Make your husbands sip a little, too, before you sleep together. You will have children.’ I look at the women’s thin ankles, their slight and bony figures, their heavy-knuckled hands and stiff fingers tugging at their shawls. And eat plenty of fruit,’ I want to tell them. ‘Fresh meat. Green vegetables. Cheese. Plain, cheap cow’s milk. You need protein, vitamins, and iron. Then you’ll have children.’
One of the women hurries forward to the open ground between the aloes and our house. She puts money under a stone and returns to her less bold sister. My father touches his chest at the spot where his unscientific prejudices imagine his heart to be located and gives thanks. He walks forward to exchange the money for jars of grey milk. Now the sisters scurry forward together, collect their purchases and depart.
In the evening a man of my father’s age arrives on an almost white mule. My father lights all his lamps to mark the importance of his guest, an old friend and the head of a respected family. Together they drink deep glasses of spirit and gently mock my studies at the university, my stiff city manners, my closely shaven face.
‘You have become a talking skull,’ the friend tells me. My father chuckles. ‘What? You don’t know the story?’ Of course I do. It is a folk-tale so familiar to every schoolchild in every continent that even hard-pressed teachers no longer tell it.
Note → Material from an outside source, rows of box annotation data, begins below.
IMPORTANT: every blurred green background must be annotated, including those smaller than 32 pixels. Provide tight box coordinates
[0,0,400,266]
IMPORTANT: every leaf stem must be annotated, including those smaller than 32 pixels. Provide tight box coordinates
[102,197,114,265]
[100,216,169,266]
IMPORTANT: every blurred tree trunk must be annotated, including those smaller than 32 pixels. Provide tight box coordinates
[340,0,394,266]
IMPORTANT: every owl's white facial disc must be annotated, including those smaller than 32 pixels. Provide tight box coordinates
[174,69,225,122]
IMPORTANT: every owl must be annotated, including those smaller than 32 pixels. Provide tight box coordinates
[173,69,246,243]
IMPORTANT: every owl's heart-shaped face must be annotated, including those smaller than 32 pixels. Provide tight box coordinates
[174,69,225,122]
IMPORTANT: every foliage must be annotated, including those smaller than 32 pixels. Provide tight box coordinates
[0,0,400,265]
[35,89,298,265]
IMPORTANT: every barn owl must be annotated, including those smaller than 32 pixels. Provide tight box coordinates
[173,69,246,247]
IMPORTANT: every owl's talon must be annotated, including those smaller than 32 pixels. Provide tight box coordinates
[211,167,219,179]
But the man inhabits a less complicated universe than the schoolroom. He is committed to his tale. Nothing can stop him now. He settles back into the cushions and drains his glass. ‘There was a young man,’ he says, ‘just like you. He left his father and his herd and his neighbours in his home village and went off to the city. Life would be easier there, he thought. Nobody heard from him for over a year. His face was forgotten. No word came to his father, or even to the girl who was his sweetheart. And then, one day, he showed up. Dressed like an American. Full of himself and his new lifestyle. And what a tale he had to tell! You’d think he’d discovered paradise. He boasted that he had found enlightenment in the city. “Nonsense!” they said. “There are no new wisdoms. All wisdoms are old.” But this young fellow thought he knew best. “Not so,” he said. “Listen to what has happened to me. I was walking in the city one night. I was lost. I was a little drunk. I found an old skull hidden in some bushes. I lifted it up and asked, ‘What brought you here?’ And the skull replied! It said, ‘Talking brought me here.’ Have you ever heard of such a marvel? I came straight back to the village to tell you about the skull that talks.”